I’ve made several good buys on Ebay recently, but this week my favorite is this lovely porcelain plate. It is real Limoges, about 8-1/4 inches across, and based on the marks was apparently made sometime around 1900-1920.
The design is one of hand-painted lavender florals with beautiful gold accents.
It is interesting to note that the plate has a very detailed embossed border around its scalloped edges, but the gold has been daubed around and over that edge instead of it being precisely painted.

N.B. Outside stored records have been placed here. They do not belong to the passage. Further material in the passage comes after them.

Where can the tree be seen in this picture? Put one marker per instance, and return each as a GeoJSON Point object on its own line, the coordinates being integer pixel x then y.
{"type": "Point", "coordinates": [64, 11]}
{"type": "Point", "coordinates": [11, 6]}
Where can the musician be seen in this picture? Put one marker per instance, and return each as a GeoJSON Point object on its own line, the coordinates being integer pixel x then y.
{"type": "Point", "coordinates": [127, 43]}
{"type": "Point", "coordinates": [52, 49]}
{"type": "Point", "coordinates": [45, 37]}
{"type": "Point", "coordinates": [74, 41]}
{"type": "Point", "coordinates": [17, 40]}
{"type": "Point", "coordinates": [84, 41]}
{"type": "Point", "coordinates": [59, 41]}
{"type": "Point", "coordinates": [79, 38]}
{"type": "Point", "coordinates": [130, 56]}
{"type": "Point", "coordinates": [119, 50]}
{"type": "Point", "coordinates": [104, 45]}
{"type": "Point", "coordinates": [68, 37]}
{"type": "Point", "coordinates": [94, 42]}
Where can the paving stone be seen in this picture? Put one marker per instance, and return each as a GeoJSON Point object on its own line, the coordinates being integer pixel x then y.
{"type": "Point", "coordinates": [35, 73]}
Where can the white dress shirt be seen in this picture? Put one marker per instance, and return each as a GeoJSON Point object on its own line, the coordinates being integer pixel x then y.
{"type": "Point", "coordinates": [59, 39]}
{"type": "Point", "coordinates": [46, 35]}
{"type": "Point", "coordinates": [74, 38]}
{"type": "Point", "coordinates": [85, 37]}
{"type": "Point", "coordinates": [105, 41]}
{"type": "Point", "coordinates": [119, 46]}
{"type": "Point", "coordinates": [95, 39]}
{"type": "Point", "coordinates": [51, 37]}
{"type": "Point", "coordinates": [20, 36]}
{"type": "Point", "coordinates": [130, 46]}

My pretty plate is not in the best condition (a couple of chips and cracks, which I expected) but boy was it a bargain – just $5.50, which included the shipping! Just the type of thing that if I found it in a booth at the antique mall and it was marked $5.50, I’d snap it up just because it’s soooo pretty – and Limoges!
I’ve been reading up a bit on Limoges and learned that the name Limoges refers to the region in France where dozens of manufacturers produced beautiful fine white porcelain beginning in the late 1700’s, when the substance of kaolin was first discovered in the soil of the region. Prior to 1842, companies produced mainly white blanks – which were then shipped around the world for hobbyists and professionals alike to decorate them with elaborate hand-painted designs. Then in 1842, an American named David Haviland opened a factory in the Limoges region to produce dinnerware for the U.S. market – which caused quite a stir among the French decorative painters who were hired to paint the pieces, because they did NOT want to paint the designs that Haviland knew Americans would love. Haviland further fine-tuned and pioneered in-house firing and decorating techniques that ensured beauty and uniformity in his pieces, and soon Haviland China became the must-have dinnerware for American brides.
Of course, there were many companies producing Limoges pieces besides Haviland. My piece is from the factory of Elite, which was established around 1890 by the American importer Bawo & Dotter of New York. Fine Limoges porcelain continued to be made and exported until around 1930, when international economies and tastes began to shift.